The boundaries of Canada’s provinces and territories have undergone many changes since 1867; don’t be surprised if these adjustments continue. For reasons unclear (as noted in this article), Quebec’s territory stops at the shoreline. All of the islands in James Bay and Hudson Bay—even those within throwing distance—belong to Nunavut.

However, there are several spots along these northern shores where Nunavut and Quebec share short land borders. These exist in certain places where land sits below the high tide line…even though that land may appear to be dry and verdant. Edward Bearskin, the Tourism Coordinator in Chisasibi, informed me that there is one such area west of town, just north of the end of the James Bay Road…

I was quite happy to learn about this location, as I would no longer need to charter a boat to one of the nearby islands in order to visit Nunavut. Edward told me that there are no trails leading into this acreage, no signage marking the boundary…just raw coastal wilderness. Fine with me; it would add a little pioneering spirit to the hike as I forged my own trail.

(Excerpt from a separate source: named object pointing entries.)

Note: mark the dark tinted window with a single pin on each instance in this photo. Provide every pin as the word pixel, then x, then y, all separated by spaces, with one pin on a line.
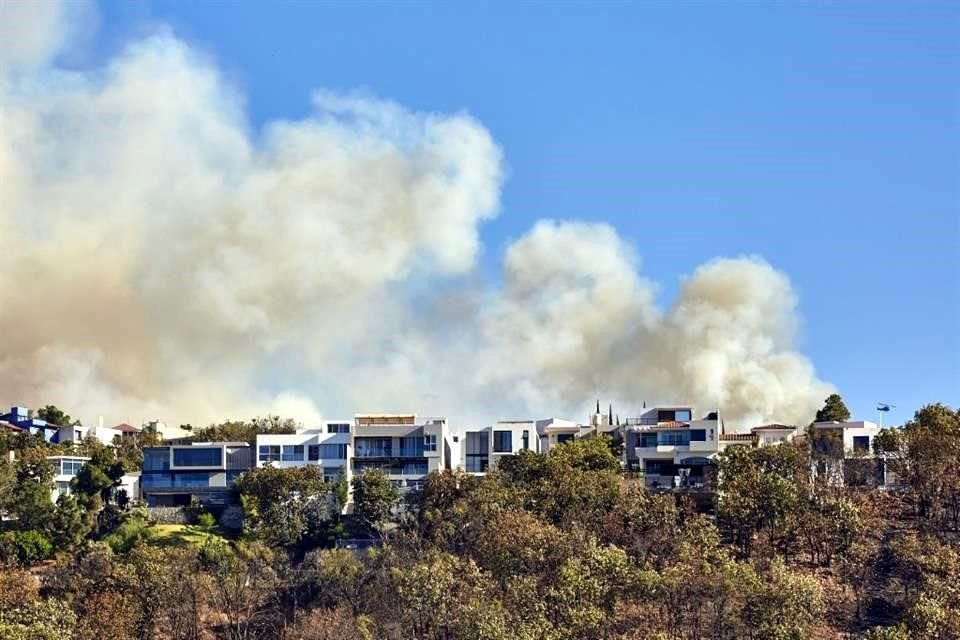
pixel 198 457
pixel 502 441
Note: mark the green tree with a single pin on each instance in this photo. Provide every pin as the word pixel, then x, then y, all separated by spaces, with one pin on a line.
pixel 375 500
pixel 834 410
pixel 56 416
pixel 285 507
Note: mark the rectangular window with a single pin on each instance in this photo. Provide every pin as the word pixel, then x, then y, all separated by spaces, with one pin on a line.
pixel 332 474
pixel 374 447
pixel 333 451
pixel 676 438
pixel 502 442
pixel 292 453
pixel 411 447
pixel 198 457
pixel 156 459
pixel 270 453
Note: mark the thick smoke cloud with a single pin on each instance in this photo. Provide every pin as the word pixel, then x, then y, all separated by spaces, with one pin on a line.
pixel 162 259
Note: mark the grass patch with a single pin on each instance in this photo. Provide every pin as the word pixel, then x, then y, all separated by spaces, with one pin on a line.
pixel 181 535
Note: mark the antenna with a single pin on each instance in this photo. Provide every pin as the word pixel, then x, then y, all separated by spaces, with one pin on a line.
pixel 882 408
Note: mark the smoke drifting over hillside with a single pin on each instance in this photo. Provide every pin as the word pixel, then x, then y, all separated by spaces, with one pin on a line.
pixel 161 259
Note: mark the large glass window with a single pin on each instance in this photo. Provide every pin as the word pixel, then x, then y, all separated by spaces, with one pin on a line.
pixel 333 451
pixel 430 442
pixel 675 437
pixel 269 453
pixel 374 447
pixel 156 459
pixel 198 457
pixel 411 447
pixel 292 453
pixel 332 474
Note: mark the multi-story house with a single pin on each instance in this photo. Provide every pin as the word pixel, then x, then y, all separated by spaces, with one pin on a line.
pixel 671 447
pixel 843 453
pixel 177 475
pixel 328 446
pixel 403 446
pixel 65 469
pixel 483 447
pixel 21 418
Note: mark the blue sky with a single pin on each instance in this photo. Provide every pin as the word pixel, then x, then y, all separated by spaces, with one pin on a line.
pixel 823 137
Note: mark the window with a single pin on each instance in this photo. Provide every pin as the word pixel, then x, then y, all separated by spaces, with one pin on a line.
pixel 156 459
pixel 332 474
pixel 478 448
pixel 333 451
pixel 676 437
pixel 861 444
pixel 198 457
pixel 411 447
pixel 270 453
pixel 374 447
pixel 502 442
pixel 292 453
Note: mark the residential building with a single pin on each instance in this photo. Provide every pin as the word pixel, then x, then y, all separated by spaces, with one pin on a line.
pixel 843 451
pixel 672 448
pixel 403 446
pixel 773 434
pixel 484 447
pixel 21 418
pixel 328 446
pixel 554 431
pixel 65 469
pixel 176 475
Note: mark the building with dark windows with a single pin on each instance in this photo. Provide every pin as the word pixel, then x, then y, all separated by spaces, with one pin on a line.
pixel 178 475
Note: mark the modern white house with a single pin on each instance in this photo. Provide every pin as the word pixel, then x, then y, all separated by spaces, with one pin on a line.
pixel 67 467
pixel 483 447
pixel 328 446
pixel 673 448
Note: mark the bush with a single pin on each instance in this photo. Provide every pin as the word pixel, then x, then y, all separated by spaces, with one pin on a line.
pixel 206 520
pixel 133 529
pixel 24 548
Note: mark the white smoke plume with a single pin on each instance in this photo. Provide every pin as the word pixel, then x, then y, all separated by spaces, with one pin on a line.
pixel 163 259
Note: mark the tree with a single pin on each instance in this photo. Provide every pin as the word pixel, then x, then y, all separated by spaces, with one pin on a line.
pixel 56 416
pixel 375 499
pixel 834 410
pixel 285 507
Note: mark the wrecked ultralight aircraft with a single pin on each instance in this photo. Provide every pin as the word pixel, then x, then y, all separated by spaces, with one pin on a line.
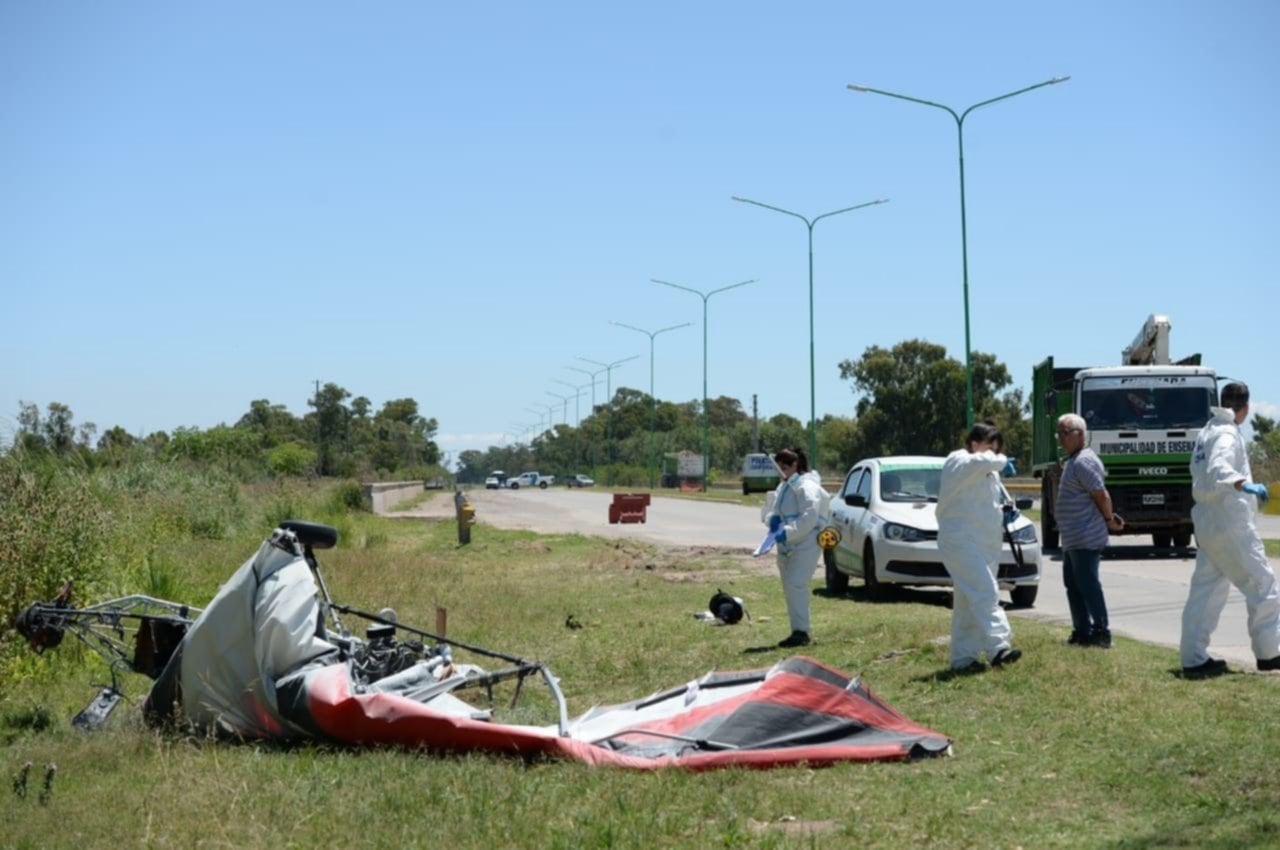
pixel 270 658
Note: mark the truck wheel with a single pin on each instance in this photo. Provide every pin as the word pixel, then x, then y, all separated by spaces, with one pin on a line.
pixel 837 583
pixel 1048 528
pixel 1024 595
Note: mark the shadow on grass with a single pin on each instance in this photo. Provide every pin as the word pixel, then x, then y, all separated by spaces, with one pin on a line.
pixel 891 594
pixel 947 673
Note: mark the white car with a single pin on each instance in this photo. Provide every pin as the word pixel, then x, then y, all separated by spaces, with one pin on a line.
pixel 885 512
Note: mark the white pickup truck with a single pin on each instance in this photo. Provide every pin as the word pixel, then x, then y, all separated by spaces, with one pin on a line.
pixel 530 479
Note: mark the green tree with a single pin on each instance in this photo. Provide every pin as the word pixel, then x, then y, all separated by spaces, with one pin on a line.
pixel 912 397
pixel 332 426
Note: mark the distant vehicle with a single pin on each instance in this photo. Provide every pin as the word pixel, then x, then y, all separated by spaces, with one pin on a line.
pixel 885 512
pixel 759 474
pixel 530 479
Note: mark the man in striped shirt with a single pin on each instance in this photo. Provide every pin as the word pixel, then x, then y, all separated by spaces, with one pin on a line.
pixel 1084 519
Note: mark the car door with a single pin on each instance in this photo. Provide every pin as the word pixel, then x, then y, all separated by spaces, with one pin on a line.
pixel 846 517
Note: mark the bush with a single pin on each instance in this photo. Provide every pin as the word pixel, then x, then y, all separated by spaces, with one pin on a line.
pixel 53 529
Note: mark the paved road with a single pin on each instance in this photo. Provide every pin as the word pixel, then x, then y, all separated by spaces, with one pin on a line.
pixel 1144 588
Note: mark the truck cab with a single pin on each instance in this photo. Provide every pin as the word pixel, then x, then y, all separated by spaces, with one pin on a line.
pixel 1142 423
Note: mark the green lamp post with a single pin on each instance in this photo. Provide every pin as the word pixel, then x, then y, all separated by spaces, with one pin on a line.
pixel 964 248
pixel 608 400
pixel 705 297
pixel 809 223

Of course, the car would have to stay behind in Quebec. After coming so close, it seemed only fair to carry a photo of the Pontiac into Nunavut, just to complete its journey.

(Ocean in View: Below, the Pontiac’s first look at northern seawater. We reached the shore of James Bay after driving all 434 miles (699 km) of Route de la Baie-James. This is as near to Nunavut as the Pontiac will ever be, parked just above the territorial boundary of the high tide line.)

Stepping off the road and into the wild, I worked my way northward. Though not a long hike in terms of distance, it was no easy stroll; the brush was often tall, tangled and quite dense, sometimes hiding deep holes. I made several detours, and occasionally had to crawl under some of these thick shrubs. Other areas consisted of soft, wet muskeg. By the time I had reached the open air again, I had a few cuts and scrapes, and two very soggy boots.

After walking across a low, marshy area, I was standing on broad slabs of granite surrounded by shorter brush, and I could see the waters of James Bay. It appeared that I had reached my destination…

The GPS locator on my phone told me that I had indeed crossed the “border.” Welcome to Nunavut…

(Phone screenshot, captured 1309 EDT, September 16, 2019.)

From there, I continued walking northward to the shore, where I spent some time playing on the large, colorful rocks awash in the calm sea. I also enjoyed a sip of Nunavut’s cool, clear water (yeah, yeah…it was fine; so many rivers empty into James Bay that its salinity is very low).

(Give a Hoot: This card was not left on the stone; it’s back in my wallet.)

Not exactly a proper visit to Nunavut, but it will do for now. I expect to return someday, as there’s enough wild beauty up there to get me on an airplane; Baffin Island and Ellesmere Island are on my list.